The hateful ritual...
Genre: black metal
Black metal has gone through a lot of changes, starting with the sloppy and murky primitive thrash metal of the likes of Hellhammer/Celtic Frost and Venom and being radically changed in the Norwegian revolution of the genre in the 1990s which introduced many of the elements that characterize the genre today. The pre-Norwegian black metal and the post-Norwegian black metal sound very different.
With "Mysteriorum Prophanationis Sepulcralis" the Spanish black metal act Muert show us that the two incarnations of black metal can easily be combined into some quite compelling music as they combine the chaotic feel of blastbeats and tremolo-picking with thumping and heavy riffage. The brilliantly titled 'Holocaust In The Christian Tombs' starts out with some galloping riffage and adopts a thumping rhythm before all hell breaks loose in the form of black metal blasts a strangely melodic tremolo-picked figure. 'Hordes in Battle' is like an inverted structural version, starting out with an onslaught of ferocious blastbeats and concluding with some quite heavy beats, while 'In the Graveyard My Perdition' starts out heavy and then changes into an almost punky affair. Thus Muert change back and forth between different, quite simple and often primitive, genre elements from post-90s and pre-90s black metal throughout their album, and this dynamic works excellently, I must say - just check tracks like 'The Hateful Ritual' and 'Storm in the Cathedral of God'.

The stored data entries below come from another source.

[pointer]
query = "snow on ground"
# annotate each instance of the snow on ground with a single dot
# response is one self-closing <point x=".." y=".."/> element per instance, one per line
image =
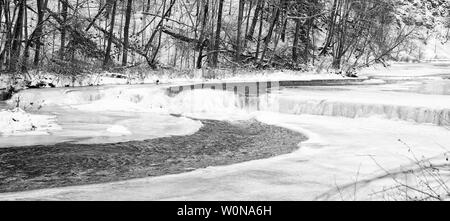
<point x="17" y="122"/>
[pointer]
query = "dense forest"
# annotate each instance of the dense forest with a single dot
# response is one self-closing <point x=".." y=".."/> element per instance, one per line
<point x="79" y="36"/>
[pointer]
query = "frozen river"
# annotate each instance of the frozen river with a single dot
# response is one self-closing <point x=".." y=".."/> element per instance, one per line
<point x="356" y="133"/>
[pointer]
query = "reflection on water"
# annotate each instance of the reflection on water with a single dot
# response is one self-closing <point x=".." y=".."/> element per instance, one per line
<point x="3" y="105"/>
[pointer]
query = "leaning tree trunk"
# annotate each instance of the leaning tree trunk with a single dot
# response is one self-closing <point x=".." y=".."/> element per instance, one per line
<point x="238" y="37"/>
<point x="17" y="41"/>
<point x="63" y="28"/>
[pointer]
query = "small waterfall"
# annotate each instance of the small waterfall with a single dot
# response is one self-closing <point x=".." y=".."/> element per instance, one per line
<point x="226" y="100"/>
<point x="440" y="117"/>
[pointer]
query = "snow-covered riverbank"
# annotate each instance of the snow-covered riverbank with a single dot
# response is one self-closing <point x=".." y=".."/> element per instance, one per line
<point x="356" y="133"/>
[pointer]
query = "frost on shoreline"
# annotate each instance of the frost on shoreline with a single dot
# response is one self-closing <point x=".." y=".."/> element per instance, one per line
<point x="17" y="122"/>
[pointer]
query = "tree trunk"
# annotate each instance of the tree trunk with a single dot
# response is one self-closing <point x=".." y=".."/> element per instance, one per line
<point x="268" y="37"/>
<point x="217" y="38"/>
<point x="126" y="32"/>
<point x="17" y="40"/>
<point x="257" y="13"/>
<point x="296" y="37"/>
<point x="38" y="31"/>
<point x="201" y="42"/>
<point x="106" y="62"/>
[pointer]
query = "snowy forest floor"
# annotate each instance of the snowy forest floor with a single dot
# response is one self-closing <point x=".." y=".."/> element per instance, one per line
<point x="362" y="140"/>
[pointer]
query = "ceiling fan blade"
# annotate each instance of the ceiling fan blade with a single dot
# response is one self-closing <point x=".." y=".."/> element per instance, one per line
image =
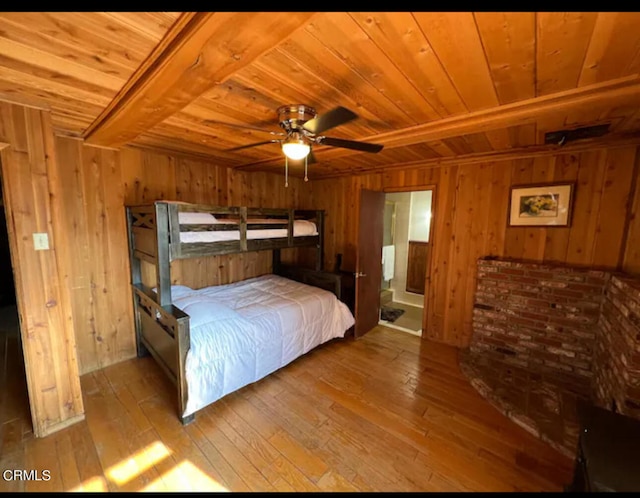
<point x="252" y="145"/>
<point x="242" y="127"/>
<point x="349" y="144"/>
<point x="331" y="119"/>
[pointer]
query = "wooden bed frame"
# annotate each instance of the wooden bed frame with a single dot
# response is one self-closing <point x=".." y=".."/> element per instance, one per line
<point x="162" y="329"/>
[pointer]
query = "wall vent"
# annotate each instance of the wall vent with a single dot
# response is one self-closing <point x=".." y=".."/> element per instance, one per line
<point x="561" y="137"/>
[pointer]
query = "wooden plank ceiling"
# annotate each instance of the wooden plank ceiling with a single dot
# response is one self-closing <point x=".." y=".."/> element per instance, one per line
<point x="429" y="86"/>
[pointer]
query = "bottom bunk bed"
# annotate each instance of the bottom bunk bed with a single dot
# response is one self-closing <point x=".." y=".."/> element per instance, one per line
<point x="215" y="340"/>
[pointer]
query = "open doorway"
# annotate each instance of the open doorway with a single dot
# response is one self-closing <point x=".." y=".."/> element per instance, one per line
<point x="15" y="415"/>
<point x="405" y="259"/>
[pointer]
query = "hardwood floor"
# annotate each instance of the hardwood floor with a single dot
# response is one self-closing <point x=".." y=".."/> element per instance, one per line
<point x="387" y="412"/>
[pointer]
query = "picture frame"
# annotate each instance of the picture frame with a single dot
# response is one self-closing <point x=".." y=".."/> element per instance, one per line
<point x="541" y="205"/>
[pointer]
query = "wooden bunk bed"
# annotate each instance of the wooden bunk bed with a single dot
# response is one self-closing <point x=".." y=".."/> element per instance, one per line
<point x="168" y="230"/>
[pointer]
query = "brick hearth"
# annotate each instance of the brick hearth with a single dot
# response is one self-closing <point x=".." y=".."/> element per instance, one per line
<point x="546" y="335"/>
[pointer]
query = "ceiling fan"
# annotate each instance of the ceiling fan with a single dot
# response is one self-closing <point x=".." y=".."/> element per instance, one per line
<point x="303" y="128"/>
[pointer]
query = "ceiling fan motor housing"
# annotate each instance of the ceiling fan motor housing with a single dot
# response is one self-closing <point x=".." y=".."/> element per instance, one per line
<point x="293" y="116"/>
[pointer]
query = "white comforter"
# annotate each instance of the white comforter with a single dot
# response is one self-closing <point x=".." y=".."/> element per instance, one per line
<point x="243" y="331"/>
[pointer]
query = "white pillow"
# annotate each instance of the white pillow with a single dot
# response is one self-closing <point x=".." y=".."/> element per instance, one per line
<point x="196" y="218"/>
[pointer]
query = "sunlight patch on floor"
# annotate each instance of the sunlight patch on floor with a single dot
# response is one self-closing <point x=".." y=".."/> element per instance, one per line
<point x="138" y="463"/>
<point x="92" y="485"/>
<point x="187" y="477"/>
<point x="184" y="476"/>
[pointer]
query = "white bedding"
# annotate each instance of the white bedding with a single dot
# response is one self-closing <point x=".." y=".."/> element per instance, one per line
<point x="243" y="331"/>
<point x="300" y="228"/>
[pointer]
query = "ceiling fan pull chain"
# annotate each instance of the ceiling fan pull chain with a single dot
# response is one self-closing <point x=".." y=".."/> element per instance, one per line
<point x="286" y="171"/>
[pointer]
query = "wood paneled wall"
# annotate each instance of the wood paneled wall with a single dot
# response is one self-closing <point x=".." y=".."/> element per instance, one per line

Despite the many changes and elements, the music on this album does not come across as being chaotic, and there is even a lot of melody inherent in many of the blastbeat-and-tremolo sections. The tracks on the album seem organic - primarily because of the lo-fi production and the dynamics of the drumming (which features a lot of nicely placed cymbal accents) - but at the same time the album is very focused and has a dark atmosphere to it. The vocals are harsh and angry and have a brutal crunch to them courtesy of a guitar distortion pedal or some similar effect.
"Mysteriorum Prophanationis Sepulcralis" captures the essence of black metal and teems with both the darkness and rawness that characterizes the genre. It is organic and focused at the same time, and fans of the likes of Darkthrone should find it appealing.